Morgan Stanley to pay $54M to settle sexual bias suit

By Erin McClam
Associated Press

Allison Schieffelin will receive $12 million of the $54 million Morgan Stanley will pay to settle a lawsuit accusing it of widespread sex discrimination.

Associated Press

NEW YORK — Wall Street brokerage Morgan Stanley agreed yesterday to pay $54 million to settle claims of widespread sex discrimination at the firm, including strip-club outings with clients and higher pay for men.

The settlement was announced just as a jury, including eight women, was to hear a trial in the case, brought by the Equal Employment Opportunity Commission and former Morgan Stanley bond seller Allison Schieffelin.

Schieffelin, who claimed she was denied promotions at the firm because she is a woman, will be paid $12 million under the settlement, with $40 million earmarked for claims filed by other women at the firm.

Morgan Stanley also will set aside $2 million to pay for diversity training and anti-discrimination programs.

"The consent decree is a watershed in safeguarding and protecting the rights of women on Wall Street," said U.S. District Judge Richard M. Berman, who was to hear the case.

A trial would have meant weeks of ugly publicity for Morgan Stanley.
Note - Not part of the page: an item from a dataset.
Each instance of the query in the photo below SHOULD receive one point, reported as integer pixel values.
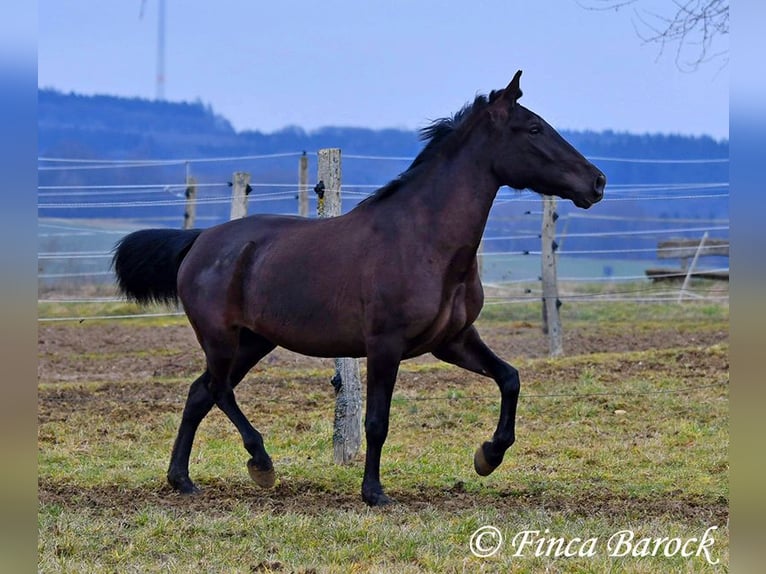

The EEOC had planned to call as witnesses more than two dozen women to establish what it called a pattern of discrimination.

The EEOC represented hundreds of women who claimed men at Morgan Stanley invited clients on men-only strip club outings, groped women and made lewd comments.

In addition, the EEOC claimed women were passed over for promotions because of their gender. Morgan Stanley acknowledged that few women were promoted to the highest levels of the firm but denied discrimination.

Schieffelin, 42, who made $1.35 million in 1998, was fired in 2000 after claiming she was passed over for a promotion to managing director. She has said Morgan Stanley "destroyed my career."

She hugged her parents and supporters in court yesterday after the settlement was announced.

"I have one comment: What I want to say is that I am so happy that there is a great settlement that's good for everybody," Schieffelin said outside court.

She declined to say whether she would go back to work in the financial services industry.

The case was to be the EEOC's first sex discrimination trial against a Wall Street firm. Most similar cases end in settlements, but talks in the Morgan Stanley matter, filed in September 2001, collapsed last year.

Berman said lengthy weekend negotiations had resulted in the last-minute settlement. He said EEOC chairwoman Cari M. Dominguez and Morgan Stanley CEO Philip J. Purcell were personally involved in the talks.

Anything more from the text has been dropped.